The use of novel techniques to better understand the Earth's deep interior...
As a result of the joint use of these different techniques, properties of the Earth that were very difficult to estimate in the past are within reach today. Intrinsic seismic attenuation (the amplitude loss of propagating seismic waves due to internal friction or anelastic processes) is particularly interesting, giving unique insight about temperature, chemical composition and the presence of fluids in the Earth's mantle when jointly interpreted using seismology, mineral/rock physics and geodynamics. However, up to now, seismic attenuation has received relatively little attention, and efforts for such integrated studies of the Earth's interior have been rare and limited. This project addresses these issues, with the aim of substantially advancing our fundamental understanding of the physical and chemical processes occurring in the Earth's interior, notably in the uppermost mantle and transition zone. We will achieve this by assembling a new massive seismic dataset, which will be modelled and used for the first time along with novel thermodynamical and rock physics information in a fully consistent way, to build new global 3-D images of attenuation and seismic speed in the Earth's mantle, and infer mantle's temperature, chemical composition and flow. This will help us deduce the scale, distribution and mechanisms responsible for variations in Earth's properties and attenuation in the upper mantle and transition zone, leading to an improved understanding of the dynamics of this key component of the deep Earth.

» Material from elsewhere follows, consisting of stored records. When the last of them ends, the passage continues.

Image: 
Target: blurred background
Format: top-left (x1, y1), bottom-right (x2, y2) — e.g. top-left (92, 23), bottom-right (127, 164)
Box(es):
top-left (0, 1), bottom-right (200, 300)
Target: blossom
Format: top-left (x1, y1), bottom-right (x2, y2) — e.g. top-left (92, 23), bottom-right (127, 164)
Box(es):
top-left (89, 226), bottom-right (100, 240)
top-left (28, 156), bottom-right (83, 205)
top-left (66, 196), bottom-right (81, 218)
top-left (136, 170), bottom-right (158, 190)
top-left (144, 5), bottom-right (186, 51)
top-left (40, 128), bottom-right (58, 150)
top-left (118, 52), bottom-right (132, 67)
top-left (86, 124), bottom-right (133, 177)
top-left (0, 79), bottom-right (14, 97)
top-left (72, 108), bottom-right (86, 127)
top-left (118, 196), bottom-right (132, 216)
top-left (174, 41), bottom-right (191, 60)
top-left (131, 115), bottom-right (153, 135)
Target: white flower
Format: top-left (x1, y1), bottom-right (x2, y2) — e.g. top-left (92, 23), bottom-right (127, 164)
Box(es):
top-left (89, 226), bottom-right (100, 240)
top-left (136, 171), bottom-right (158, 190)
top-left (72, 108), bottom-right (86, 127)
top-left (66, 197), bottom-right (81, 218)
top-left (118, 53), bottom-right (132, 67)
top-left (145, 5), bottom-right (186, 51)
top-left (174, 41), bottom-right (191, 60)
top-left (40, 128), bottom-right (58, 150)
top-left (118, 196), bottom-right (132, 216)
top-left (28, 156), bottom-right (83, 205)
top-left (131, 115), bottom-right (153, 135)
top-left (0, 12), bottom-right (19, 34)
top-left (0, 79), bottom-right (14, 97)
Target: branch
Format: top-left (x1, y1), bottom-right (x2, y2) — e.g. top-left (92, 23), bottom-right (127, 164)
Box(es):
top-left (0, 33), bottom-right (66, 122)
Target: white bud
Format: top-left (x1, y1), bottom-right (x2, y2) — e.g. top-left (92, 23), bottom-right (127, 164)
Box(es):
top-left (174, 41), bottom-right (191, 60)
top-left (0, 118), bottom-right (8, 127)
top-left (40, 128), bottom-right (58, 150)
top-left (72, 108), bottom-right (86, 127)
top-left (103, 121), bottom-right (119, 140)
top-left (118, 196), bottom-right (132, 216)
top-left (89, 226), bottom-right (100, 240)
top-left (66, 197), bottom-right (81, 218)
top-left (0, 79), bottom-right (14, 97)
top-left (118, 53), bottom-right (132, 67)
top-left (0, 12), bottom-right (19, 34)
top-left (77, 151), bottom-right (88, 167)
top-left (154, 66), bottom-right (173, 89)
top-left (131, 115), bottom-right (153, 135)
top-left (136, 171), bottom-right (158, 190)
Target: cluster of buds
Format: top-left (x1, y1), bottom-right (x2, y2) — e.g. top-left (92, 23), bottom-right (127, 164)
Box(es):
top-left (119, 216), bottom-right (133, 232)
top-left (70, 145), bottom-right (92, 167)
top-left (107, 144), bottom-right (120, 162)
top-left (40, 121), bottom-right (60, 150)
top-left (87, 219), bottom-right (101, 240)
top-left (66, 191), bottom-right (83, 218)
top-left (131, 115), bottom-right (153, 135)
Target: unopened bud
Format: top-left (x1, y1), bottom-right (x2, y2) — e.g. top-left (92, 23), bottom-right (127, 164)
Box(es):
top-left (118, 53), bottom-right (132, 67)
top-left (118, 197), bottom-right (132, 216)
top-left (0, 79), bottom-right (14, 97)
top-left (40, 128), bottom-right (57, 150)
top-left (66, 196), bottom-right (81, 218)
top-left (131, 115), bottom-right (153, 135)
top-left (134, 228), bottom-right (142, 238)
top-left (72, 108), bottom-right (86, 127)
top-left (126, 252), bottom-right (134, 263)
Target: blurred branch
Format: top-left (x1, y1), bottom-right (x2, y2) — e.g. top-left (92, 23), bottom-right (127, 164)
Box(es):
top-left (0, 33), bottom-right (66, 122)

See who's working behind the scenes:
Dr Ana Ferreira
Lead Principal Investigator
I study deep Earth structure and earthquake source processes to obtain an integrated understanding of the processes controlling the dynamic behaviour of our planet from the surface down to the lowermost mantle.
Prof Carolina Lithgow-Bertelloni
Co - Lead Principal Investigator
My research is geared towards understanding the connection between the dynamics of Earth's interior and their surface expression, including the influence of dynamics on surface deformation and topography.
Prof Lars Stixrude
Co - Lead Principal Investigator
Professor Stixrude's research program seeks to understand large-scale planetary processes through investigations of the fundamental atomic-scale physics of Earth- and planet-forming materials.
Dr Phil Smith
Graduating in 1990 with a 2(i) in Newcastle, he moved to the John Innes Centre (JIC) running TSN, having completed his PhD and held a post-doc position at the JIC. .
Dr Fabio Crameri
Dr. Fabio Crameri’s research focusses on the dynamics of large-scale geophysical processes, like lithosphere-scale deformation, global mantle convection and the interaction between mantle dynamics and surface topography.
Dr Keely O'Farrell
My thesis work has been on numerical models of mantle convection. Specifically, I used two different convection codes, one in spherical shell geometry and one in Cartesian geometry, to model mantle convection in a range of systems with different parameters, thereby mimicking any number of Earth-like planets, or super-Earths (terrestrial planets with 1-10 Earth masses).
Dr Lewis Schardonge
My research area focuses on the study of seismic recordings in order to get constraints on the physical properties of the Earth, and to better understand its past, present and future evolution.